Understanding CSS fallback behavior

May 06, 2021css-practicescss

CSS is forgivable. If a browser encounters a declaration or rule it doesn’t understand, it just skips it completely without applying it or throwing an error.

This might be frustrating for you and your users if such a mistake slips through to production code, but at least it means the whole site doesn’t come crashing down because of one error, and if used cleverly you can use it to your advantage.

Not everybody on the web is using the same operating system, web browser, or even physical hardware. Providing fallbacks is the perfect solution for compromising with your many unique visitors.

There are two mainstream strategies to provide CSS fallbacks: progressive enhancement and graceful degradation.

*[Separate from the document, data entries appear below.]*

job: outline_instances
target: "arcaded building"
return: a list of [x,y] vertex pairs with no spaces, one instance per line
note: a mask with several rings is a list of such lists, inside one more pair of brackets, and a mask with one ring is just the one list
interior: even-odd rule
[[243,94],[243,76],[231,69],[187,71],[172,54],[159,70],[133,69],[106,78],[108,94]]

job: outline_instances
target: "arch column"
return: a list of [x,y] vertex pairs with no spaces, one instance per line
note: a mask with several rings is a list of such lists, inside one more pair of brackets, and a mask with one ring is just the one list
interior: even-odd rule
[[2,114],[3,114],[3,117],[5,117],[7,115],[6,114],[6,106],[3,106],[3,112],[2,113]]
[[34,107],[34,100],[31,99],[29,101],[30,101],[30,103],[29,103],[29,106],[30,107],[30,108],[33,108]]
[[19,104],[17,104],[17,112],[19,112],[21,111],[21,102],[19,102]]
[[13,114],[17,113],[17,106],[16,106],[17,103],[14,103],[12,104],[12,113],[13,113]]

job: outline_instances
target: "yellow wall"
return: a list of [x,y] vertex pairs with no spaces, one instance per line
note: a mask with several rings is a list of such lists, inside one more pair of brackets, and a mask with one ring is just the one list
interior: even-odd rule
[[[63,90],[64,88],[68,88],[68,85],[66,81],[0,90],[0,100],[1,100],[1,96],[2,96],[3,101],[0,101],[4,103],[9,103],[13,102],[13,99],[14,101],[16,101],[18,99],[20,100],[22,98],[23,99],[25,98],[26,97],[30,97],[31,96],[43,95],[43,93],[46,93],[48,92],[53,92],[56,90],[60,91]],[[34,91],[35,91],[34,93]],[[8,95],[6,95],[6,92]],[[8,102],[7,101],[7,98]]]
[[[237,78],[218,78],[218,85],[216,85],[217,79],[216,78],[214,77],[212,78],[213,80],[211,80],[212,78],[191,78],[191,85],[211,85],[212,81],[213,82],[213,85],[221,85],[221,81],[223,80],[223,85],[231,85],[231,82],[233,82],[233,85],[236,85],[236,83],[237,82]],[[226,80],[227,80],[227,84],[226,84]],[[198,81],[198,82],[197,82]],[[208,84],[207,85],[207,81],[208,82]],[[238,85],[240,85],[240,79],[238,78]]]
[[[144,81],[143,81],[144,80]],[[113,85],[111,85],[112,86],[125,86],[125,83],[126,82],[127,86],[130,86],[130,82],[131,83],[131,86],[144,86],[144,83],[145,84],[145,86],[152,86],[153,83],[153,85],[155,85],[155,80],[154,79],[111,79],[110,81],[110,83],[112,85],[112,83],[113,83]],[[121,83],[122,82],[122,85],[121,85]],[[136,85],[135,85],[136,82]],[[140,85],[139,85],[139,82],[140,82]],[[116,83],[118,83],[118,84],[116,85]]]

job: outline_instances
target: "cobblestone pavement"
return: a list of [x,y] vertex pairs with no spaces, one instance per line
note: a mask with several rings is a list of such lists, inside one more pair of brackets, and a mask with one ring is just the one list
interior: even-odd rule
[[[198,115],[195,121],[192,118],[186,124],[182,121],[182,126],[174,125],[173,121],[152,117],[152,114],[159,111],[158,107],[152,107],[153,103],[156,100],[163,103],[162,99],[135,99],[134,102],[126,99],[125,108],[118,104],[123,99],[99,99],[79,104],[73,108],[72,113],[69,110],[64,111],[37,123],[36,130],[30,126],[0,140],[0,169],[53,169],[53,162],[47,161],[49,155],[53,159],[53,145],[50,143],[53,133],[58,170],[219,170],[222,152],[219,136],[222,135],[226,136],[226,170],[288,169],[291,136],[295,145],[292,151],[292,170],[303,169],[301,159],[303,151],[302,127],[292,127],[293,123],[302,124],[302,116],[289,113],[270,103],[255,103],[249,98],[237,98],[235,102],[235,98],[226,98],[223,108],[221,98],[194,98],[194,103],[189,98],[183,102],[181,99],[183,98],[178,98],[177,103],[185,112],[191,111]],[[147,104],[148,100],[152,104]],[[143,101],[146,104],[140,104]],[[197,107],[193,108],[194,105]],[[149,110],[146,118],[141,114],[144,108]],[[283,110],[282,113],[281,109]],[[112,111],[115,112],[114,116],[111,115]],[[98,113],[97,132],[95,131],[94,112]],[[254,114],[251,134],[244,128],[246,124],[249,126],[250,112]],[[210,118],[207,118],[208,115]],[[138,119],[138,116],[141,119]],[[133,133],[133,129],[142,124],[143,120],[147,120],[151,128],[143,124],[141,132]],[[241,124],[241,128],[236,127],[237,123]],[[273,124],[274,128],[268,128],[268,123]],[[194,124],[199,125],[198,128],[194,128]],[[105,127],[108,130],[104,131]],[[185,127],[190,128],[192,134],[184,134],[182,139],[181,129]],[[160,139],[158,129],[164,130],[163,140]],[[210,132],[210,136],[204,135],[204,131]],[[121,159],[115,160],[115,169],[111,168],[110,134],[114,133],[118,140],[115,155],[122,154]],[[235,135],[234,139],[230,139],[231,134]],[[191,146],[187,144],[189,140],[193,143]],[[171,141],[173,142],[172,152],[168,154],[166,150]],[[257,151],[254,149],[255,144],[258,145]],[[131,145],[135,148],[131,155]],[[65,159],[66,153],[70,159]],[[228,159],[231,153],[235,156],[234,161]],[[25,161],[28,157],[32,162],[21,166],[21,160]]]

Theoretically we may still end up in exactly the same place when using either above strategies, but whether we start with the basic experience or the enhanced one by default is considered synonymous with our priorities.

If you prioritize everyone, then go for progressive enhancement. If you prioritize the privileged few who use the latest browsers then go for graceful degradation.

Graceful degradation and progressive enhancement have the same objective to create robust, accessible and broad-reaching solutions that work for everyone no matter their choice of browser.

One question that many web developers have is how far back in terms of browser versions should you support? There is no cut-and-dry answer to this question. It depends on the site itself.

CSS layouts aren’t as easy to provide graceful fallbacks for as simple CSS properties like colors, shadows, or gradients. If layout properties are ignored, your entire design will likely fall to pieces.

CSS feature queries (@supports) let you specify declarations that depend on a browser’s support for one or more specific CSS features. The rule may be placed at the top level of your code or nested inside any other conditional group at-rule.

Progressive enhancement doesn’t work well when you’re uncertain about number of old browsers you want to support, it’s time consuming when writing tons of fallbacks using old technologies that you might not need at all. In this case consider using graceful degradation instead.